How to load the parallel data to fine tune the pre-trained model "LaBSE"?

UKPLab / sentence-transformers

Multilingual Sentence & Image Embeddings with BERT

https://www.SBERT.net

Apache License 2.0

14.45k stars 2.4k forks source link

How to load the parallel data to fine tune the pre-trained model "LaBSE"? #1393

Open michelleqyhqyh opened 2 years ago

michelleqyhqyh commented 2 years ago

I want to use the Class "ParallelSentencesDataset" to load my very big parallel data to fine tune the pre-trained model "LaBSE". But when I used it , it seems that this Class "ParallelSentencesDataset" need the parameters "student_model=student_model, teacher_model=teacher_model". However, I only have one model "LaBSE", how should I used this Class "ParallelSentencesDataset" ?

nreimers commented 2 years ago

ParallelSentencesDataset class is intended to be used for: https://arxiv.org/abs/2004.09813

There you want to create a multilingual student from a monolingual teacher.
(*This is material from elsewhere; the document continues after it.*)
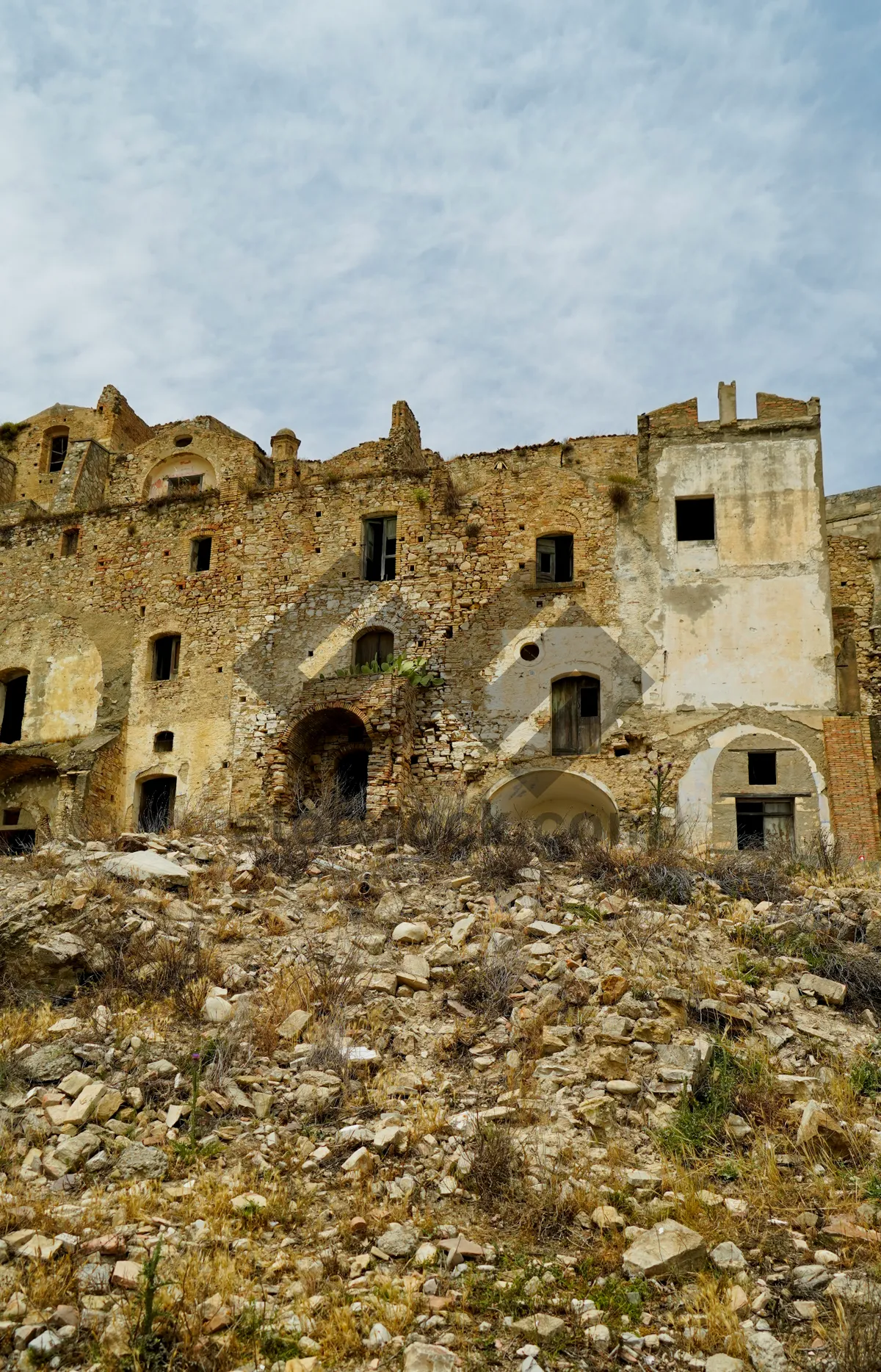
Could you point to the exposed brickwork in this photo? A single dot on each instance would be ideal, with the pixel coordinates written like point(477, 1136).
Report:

For normal training, see: https://www.sbert.net/docs/training/overview.html

Oscarjia commented 2 weeks ago

Thanks for the information! If I want to enhance sentence-transformers/LaBSE 's performance on my own multilingual data like:

sentence1_list = ["My first sentence", ""Mi primera frase"]
sentence2_list = ["My second sentence", "第二个局长"]
labels_list = [0.8, 0.3]

Can i use the way sentence-transformers\examples\training\sts\training_stsbenchmark_continue_training.pymentioned on sts_continue_training ？

Thank you! @nreimers

tomaarsen commented 2 weeks ago

@Oscarjia Yes! That training_stsbenchmark_continue_training.py training script uses CosineSimilarityLoss:

With (sentence_A, sentence_B) pairs and float similarity scores. If your data has that same format (i.e., two texts and a similarity score between 0 and 1), then you can use that script and you'd only have to change the dataset loading.

If your own multilingual data is different (e.g. positive pairs: (sentence_A, sentence_B) pairs without any label: this is a pretty common format), then you might want to use a different loss function instead, for example MultipleNegativesRankingLoss. This is rather similar to the training_nli_v2.py training script.

Tom Aarsen

Oscarjia commented 2 weeks ago

@tomaarsen I really appreciate your detail explanation. I also have a concern if I only load and train the exists model on the dataset of my own, will it cause forgetting catastrophic?

tomaarsen commented 1 week ago

Apologies for the delay, I went on a short vacation. No, you should not get any catastrophic forgetting: Sentence Transformer models can be reasonably finetuned on new data without forgetting previously learned data.

Tom Aarsen

Oscarjia commented 1 week ago

Cool, thank you for your explanation, that is fantastic! But i also curious why it can also keep the learned weights while finetuning on new datasets?

tomaarsen commented 1 week ago

Apologies for the confusion, it won't keep exactly the original weights: they will be modified to get better for your task. The model will generally not degrade in performance very much on the original task, i.e. it generally won't catastrophically forget when you finetune, despite the weights being updated.

Tom Aarsen